Le 11 mai dernier se tenait la première cérémonie française de remise des prix entièrement dédiée au rap et cultures populaires. L’événement, appelé Les Flammes, se déroulait à Paris et était organisé par deux médias français : Booska-P et Yard. 

Cette première fois va-t-elle avoir un impact sur le marché du rap et ses événements dédiés ?

La place du rap dans les cérémonies de remises de prix

Premier marché mondial de la musique, les Etats-Unis proposent tout un panel de cérémonies grand public récompensant les artistes pour leurs morceaux, comme les American Music Awards, les Grammy Awards, et les Billboard Music Awardspar exemple pour ne citer que les plus connus. Également réputé comme le plus gros marché du rap et hip-hop dans le monde, il est évident pour le pays de mettre en avant les artistes urbains à travers des cérémonies de remise de prix. Pourtant, très peu de cérémonies entièrement dédiées au rap et aux musiques urbaines sont organisées. On peut citer parmi ces rares dernières les BET Hip Hop Awards et les Urban Music Awards , qui ne représentent qu’une minorité face au nombre considérable de remises de prix américaines qui se voient majoritairement généralistes. 
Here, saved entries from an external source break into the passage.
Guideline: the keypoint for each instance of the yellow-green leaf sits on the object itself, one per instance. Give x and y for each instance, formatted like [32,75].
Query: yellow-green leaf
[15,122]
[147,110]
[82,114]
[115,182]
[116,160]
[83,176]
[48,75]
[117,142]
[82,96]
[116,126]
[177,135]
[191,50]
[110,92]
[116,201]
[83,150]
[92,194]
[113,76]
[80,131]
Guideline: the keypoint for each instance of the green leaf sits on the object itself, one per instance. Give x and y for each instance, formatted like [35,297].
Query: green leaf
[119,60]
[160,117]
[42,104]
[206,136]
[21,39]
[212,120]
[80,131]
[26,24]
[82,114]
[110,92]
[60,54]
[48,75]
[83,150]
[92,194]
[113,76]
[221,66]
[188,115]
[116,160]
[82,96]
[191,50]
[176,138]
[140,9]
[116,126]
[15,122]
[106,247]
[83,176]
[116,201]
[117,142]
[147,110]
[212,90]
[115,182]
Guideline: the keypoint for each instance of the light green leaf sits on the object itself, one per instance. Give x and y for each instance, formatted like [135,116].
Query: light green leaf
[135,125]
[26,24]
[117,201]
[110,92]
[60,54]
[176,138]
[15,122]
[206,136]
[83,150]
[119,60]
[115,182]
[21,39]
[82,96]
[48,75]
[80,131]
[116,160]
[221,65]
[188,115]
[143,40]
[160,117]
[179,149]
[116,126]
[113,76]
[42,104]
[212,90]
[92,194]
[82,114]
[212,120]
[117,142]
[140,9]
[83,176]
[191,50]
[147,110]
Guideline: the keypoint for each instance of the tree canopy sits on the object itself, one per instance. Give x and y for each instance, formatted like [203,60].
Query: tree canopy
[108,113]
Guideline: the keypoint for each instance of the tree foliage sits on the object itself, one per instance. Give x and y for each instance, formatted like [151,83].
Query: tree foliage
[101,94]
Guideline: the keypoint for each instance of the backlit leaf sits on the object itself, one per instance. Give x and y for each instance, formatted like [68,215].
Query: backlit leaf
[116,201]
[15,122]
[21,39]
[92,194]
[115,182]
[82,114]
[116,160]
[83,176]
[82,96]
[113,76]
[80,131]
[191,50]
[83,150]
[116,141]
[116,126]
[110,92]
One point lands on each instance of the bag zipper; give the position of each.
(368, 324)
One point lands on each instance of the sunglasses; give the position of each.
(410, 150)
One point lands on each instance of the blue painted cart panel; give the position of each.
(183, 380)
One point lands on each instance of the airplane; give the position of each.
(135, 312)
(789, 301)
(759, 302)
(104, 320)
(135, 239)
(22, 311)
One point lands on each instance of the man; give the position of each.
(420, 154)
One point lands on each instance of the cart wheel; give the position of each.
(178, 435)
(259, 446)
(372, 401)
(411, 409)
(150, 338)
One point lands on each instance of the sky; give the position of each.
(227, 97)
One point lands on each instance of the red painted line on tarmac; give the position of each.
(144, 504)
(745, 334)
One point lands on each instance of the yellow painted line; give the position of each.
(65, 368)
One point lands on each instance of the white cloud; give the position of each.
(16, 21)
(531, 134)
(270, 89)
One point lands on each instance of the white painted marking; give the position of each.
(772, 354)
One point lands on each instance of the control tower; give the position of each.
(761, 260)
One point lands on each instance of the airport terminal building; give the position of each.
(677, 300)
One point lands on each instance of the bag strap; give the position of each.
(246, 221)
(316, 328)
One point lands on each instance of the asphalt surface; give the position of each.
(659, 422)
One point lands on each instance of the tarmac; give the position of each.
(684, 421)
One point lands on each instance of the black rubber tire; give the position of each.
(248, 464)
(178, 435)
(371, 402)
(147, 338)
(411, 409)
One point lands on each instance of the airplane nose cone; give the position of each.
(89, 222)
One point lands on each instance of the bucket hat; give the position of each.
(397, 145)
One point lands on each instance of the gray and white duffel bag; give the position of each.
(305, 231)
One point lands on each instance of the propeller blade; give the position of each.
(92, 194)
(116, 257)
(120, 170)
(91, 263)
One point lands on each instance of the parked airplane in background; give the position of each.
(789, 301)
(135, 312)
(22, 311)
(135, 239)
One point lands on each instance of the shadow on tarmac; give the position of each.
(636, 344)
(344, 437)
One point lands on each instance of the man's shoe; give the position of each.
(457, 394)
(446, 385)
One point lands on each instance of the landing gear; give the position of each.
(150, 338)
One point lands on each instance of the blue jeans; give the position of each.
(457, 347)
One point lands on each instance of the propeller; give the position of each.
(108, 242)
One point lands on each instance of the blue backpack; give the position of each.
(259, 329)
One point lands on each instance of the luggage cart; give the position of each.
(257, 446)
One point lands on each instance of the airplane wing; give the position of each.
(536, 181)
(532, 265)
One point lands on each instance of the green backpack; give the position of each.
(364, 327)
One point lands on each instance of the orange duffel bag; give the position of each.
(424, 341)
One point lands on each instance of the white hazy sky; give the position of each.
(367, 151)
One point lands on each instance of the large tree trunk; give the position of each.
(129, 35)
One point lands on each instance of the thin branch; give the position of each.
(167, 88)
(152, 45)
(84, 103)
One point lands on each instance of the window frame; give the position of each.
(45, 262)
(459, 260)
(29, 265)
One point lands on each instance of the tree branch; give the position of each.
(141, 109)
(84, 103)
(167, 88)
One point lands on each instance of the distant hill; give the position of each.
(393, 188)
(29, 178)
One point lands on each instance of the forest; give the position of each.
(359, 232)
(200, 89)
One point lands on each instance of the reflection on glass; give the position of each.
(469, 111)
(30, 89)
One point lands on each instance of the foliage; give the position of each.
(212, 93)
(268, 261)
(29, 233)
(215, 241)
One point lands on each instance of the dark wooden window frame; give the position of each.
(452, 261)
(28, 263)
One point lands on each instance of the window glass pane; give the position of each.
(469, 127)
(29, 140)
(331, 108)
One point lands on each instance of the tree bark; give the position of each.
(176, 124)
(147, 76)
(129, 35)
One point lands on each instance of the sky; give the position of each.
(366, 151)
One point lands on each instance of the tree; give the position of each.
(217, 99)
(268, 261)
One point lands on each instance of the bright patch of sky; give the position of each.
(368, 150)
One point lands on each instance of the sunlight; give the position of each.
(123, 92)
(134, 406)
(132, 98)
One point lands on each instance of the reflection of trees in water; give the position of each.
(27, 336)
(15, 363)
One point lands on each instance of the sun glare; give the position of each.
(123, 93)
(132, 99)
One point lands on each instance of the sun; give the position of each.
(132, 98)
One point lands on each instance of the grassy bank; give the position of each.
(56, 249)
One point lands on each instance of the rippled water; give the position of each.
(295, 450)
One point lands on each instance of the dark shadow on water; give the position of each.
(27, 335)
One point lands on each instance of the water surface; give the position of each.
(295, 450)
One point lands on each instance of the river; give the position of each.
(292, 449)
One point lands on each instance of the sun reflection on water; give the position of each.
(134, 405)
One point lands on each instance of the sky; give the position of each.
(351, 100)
Deuxième plus gros marché du rap et hip-hop après les Etats-Unis depuis des décennies, la France a fait de ce genre musical le plus populaire du pays. En effet, depuis ces cinq dernières années, le rap et les musiques urbaines y sont en moyenne écoutés 70% de plus que les autres genres musicaux. Pourtant, le rap s’est toujours vu absent ou très peu représenté lors des grandes cérémonies de remise de prix françaises (NRJ Music AwardsLes Victoires de la Musique…). 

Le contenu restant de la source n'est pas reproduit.